Revisi UU Penyiaran Harus Perhatikan Playing Field yang Setara

Bila RUU tersebut dibuat untuk mendukung dan melindungi media penyiaran konvensional yang tergerus oleh media digital atau medsos, semestinya yang diatur adalah platformnya, bukan pengguna atau usernya.

M. Agus Yozami
Bacaan 2 Menit
Acara diskusi bertema RUU Penyiaran: Langkah Mundur dalam Ekosistem Penyiaran di Indonesia. Foto: HFW
Acara diskusi bertema RUU Penyiaran: Langkah Mundur dalam Ekosistem Penyiaran di Indonesia. Foto: HFW

Revisi UU Penyiaran yang tengah ramai diperbincangkan diusulkan turut mengatur aturan main/playing field yang sama antara media dengan platform digital lainnya. Usulan ini diutarakan Chief Content Officer Kapanlagi Youniverse Wenseslaus Manggut dalam seminar Jakarta Digital Conference (JDC) 2024 yang digelar Asosiasi Media Siber Indonesia (AMSI) Jakarta, Kamis (4/7) lalu.

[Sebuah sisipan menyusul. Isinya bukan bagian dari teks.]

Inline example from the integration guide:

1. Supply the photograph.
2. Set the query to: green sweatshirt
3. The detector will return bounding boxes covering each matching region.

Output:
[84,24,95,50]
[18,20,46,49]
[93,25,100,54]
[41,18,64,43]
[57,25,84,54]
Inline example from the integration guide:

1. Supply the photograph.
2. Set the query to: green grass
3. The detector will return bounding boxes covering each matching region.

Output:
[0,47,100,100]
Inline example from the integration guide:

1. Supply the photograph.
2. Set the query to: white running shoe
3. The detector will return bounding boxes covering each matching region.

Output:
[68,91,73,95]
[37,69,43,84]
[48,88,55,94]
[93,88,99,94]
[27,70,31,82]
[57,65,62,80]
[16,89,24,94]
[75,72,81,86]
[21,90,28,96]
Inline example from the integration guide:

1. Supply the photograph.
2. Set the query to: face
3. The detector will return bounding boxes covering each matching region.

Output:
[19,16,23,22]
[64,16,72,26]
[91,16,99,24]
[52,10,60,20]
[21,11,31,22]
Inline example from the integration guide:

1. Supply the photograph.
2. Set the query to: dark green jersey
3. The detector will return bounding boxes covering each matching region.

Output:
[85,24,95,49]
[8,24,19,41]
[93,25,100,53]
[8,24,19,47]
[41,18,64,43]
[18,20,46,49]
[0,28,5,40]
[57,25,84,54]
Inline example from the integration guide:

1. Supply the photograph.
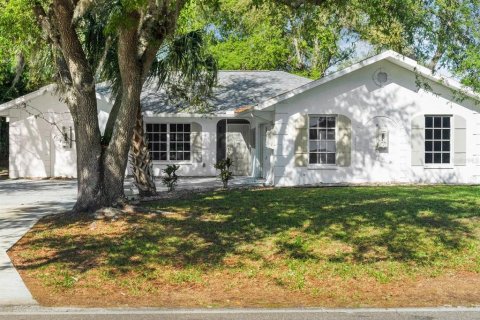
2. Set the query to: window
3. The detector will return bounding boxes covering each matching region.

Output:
[425,116,451,164]
[308,116,337,164]
[146,123,191,161]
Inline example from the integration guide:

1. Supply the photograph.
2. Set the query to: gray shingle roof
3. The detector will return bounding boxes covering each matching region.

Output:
[97,71,311,113]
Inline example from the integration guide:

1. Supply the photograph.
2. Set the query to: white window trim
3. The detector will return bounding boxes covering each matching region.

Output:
[423,114,455,169]
[307,113,338,170]
[143,121,193,165]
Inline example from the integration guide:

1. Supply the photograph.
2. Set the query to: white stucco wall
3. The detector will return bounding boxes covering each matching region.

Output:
[267,61,480,186]
[4,92,110,179]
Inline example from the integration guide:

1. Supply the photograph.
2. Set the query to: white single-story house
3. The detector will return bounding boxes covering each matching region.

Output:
[0,51,480,186]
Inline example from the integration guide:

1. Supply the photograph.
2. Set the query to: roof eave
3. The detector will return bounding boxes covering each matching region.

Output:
[255,50,480,110]
[0,84,57,111]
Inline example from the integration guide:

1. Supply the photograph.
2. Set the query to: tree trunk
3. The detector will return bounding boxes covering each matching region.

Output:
[130,108,157,197]
[103,13,143,202]
[70,91,108,212]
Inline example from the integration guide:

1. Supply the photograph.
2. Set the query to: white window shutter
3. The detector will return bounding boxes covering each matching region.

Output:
[336,114,352,167]
[190,122,203,162]
[453,115,467,166]
[410,114,425,166]
[294,114,308,167]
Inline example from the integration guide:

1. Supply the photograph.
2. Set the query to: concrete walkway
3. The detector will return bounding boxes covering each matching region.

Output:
[0,177,262,306]
[0,307,480,320]
[0,180,76,305]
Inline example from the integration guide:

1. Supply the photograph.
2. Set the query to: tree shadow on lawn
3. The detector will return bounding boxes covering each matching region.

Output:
[15,186,480,272]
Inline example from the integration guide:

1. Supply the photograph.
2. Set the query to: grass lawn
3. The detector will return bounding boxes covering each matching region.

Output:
[9,186,480,307]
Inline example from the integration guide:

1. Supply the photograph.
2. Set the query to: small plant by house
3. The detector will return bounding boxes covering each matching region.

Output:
[162,164,180,192]
[214,158,233,189]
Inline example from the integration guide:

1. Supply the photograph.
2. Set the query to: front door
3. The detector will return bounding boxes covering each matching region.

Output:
[227,124,252,176]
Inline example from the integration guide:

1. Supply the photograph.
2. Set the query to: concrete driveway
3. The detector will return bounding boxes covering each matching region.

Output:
[0,177,263,306]
[0,180,77,305]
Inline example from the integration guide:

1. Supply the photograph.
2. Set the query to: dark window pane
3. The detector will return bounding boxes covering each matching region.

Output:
[425,153,433,163]
[327,129,335,140]
[425,141,433,151]
[318,117,327,128]
[327,153,335,164]
[327,141,335,152]
[442,141,450,151]
[442,129,450,140]
[442,153,450,163]
[320,130,327,140]
[425,117,433,128]
[425,129,433,139]
[327,117,335,128]
[442,117,450,128]
[318,142,327,152]
[318,153,327,164]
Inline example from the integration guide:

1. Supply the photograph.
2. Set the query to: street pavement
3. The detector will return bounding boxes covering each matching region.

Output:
[0,308,480,320]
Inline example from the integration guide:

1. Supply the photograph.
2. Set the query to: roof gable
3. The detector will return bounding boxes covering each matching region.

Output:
[255,50,480,110]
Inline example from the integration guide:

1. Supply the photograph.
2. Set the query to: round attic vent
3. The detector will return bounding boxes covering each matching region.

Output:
[373,69,388,87]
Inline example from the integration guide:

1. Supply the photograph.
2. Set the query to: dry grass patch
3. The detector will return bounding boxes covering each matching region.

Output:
[10,186,480,307]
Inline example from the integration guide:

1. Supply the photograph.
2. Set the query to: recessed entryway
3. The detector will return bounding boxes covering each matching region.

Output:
[217,119,255,176]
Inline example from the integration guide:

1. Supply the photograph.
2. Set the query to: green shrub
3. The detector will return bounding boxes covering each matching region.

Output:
[214,158,233,189]
[162,164,180,192]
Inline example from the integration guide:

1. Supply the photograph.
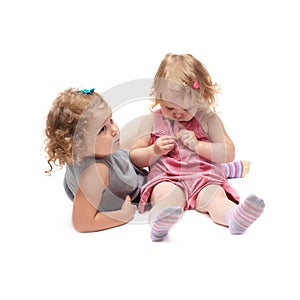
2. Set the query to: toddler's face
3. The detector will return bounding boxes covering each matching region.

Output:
[159,94,197,122]
[85,110,120,157]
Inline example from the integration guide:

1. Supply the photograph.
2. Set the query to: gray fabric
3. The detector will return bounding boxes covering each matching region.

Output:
[64,149,147,211]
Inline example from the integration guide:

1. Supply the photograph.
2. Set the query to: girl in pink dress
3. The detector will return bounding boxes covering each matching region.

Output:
[130,54,264,241]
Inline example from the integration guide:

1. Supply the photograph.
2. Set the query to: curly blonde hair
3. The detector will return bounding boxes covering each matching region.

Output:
[150,53,221,111]
[45,88,108,175]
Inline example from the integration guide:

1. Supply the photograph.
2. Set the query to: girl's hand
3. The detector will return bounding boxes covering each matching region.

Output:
[121,195,136,219]
[178,130,199,151]
[154,135,176,155]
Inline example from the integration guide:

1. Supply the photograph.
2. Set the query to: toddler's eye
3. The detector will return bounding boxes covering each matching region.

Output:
[98,126,106,135]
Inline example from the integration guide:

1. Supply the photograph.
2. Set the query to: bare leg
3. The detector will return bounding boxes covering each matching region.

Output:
[149,182,185,223]
[196,184,236,226]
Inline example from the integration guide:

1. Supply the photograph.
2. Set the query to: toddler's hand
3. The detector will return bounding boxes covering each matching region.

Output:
[154,135,176,155]
[121,196,136,219]
[178,130,198,151]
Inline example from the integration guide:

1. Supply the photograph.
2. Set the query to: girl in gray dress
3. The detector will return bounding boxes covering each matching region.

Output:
[45,88,146,232]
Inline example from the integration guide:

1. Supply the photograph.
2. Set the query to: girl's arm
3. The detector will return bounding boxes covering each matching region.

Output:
[179,114,235,163]
[72,163,136,232]
[130,115,175,168]
[196,114,235,163]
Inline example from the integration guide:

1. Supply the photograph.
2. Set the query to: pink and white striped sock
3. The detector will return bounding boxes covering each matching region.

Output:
[222,160,250,179]
[226,195,265,234]
[150,207,183,242]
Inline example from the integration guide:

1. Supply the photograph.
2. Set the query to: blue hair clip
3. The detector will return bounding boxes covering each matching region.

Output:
[77,88,95,95]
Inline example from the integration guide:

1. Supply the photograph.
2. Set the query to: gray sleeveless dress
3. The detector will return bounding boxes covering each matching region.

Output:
[63,149,147,211]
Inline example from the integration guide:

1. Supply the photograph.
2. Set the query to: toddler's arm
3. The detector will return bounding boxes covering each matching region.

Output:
[72,163,136,232]
[179,114,235,163]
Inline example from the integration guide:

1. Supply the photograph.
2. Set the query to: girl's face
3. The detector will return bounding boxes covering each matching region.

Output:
[85,110,120,157]
[159,100,197,122]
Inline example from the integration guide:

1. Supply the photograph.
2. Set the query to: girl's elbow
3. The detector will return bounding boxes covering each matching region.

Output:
[226,145,235,162]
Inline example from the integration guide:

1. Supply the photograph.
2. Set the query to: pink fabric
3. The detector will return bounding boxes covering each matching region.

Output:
[139,110,240,213]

JDC 2024 bertema “RUU Penyiaran: Langkah Mundur dalam Ekosistem Penyiaran di Indonesia" ini diselenggarakan AMSI Jakarta dengan dukungan PT PLN, Bank BNI, Bank Mandiri, Harita Nickel, PT ASDP Indonesia Ferry, PT Angkasa Pura II, dan PT Angkasa Pura I (Angkasapura Airports), Eiger Indonesia, dan Kino. 

Menurut Wens, selama ini platform tidak comply dengan berbagai regulasi yang berlaku di Indonesia dan mengikat industri media nasional. “Level of playing field-nya harus sama. Platform harus comply dengan berbagai regulasi yang mengikat media lain. Misalnya regulasi iklan rokok, perlindungan anak, dan regulasi-regulasi lainnya,” katanya.

Baca Juga:

Bila level of playing field tidak sama, lanjut Wens, maka hanya akan menguntungkan platform dan juga membuat persaingan tidak seimbang. Platform tidak boleh lebih powerfull ketimbang media lain. Jadi, platform wajib comply dengan berbagai regulasi yang ada. “(Regulasi) jangan juga mengatur rumah tangga orang lain. Jadi tak bakal rebut,” tegasnya dalam keterangan pers. 

Di tempat yang sama, Ketua Komisi Pengaduan dan Penegakan Etika Pers Dewan Pers, Yadi Hendriana mengamini pandangan Wens. Menurut Yadi, jika RUU tersebut dibuat untuk mendukung dan melindungi media penyiaran konvensional yang tergerus oleh media digital atau medsos, semestinya yang diatur adalah platformnya, bukan pengguna atau usernya. “Seperti yang dilakukan oleh kalangan pers yang menginisiasi pembuatan publisher right,” tegasnya.

Ia mengusulkan agar RUU Penyiaran lebih fokus mengatur lembaga pemeringkat konten. Kemudian memperkuat sinergi antara pemerintah, Komisi Penyiaran Indonesia (KPI), dan Dewan Pers untuk menciptakan iklim penyiaran dan jurnalistik yang sehat. “Bukan mengambil alih kewenangan Dewan Pers dan mengatur pers,” tegas Yadi.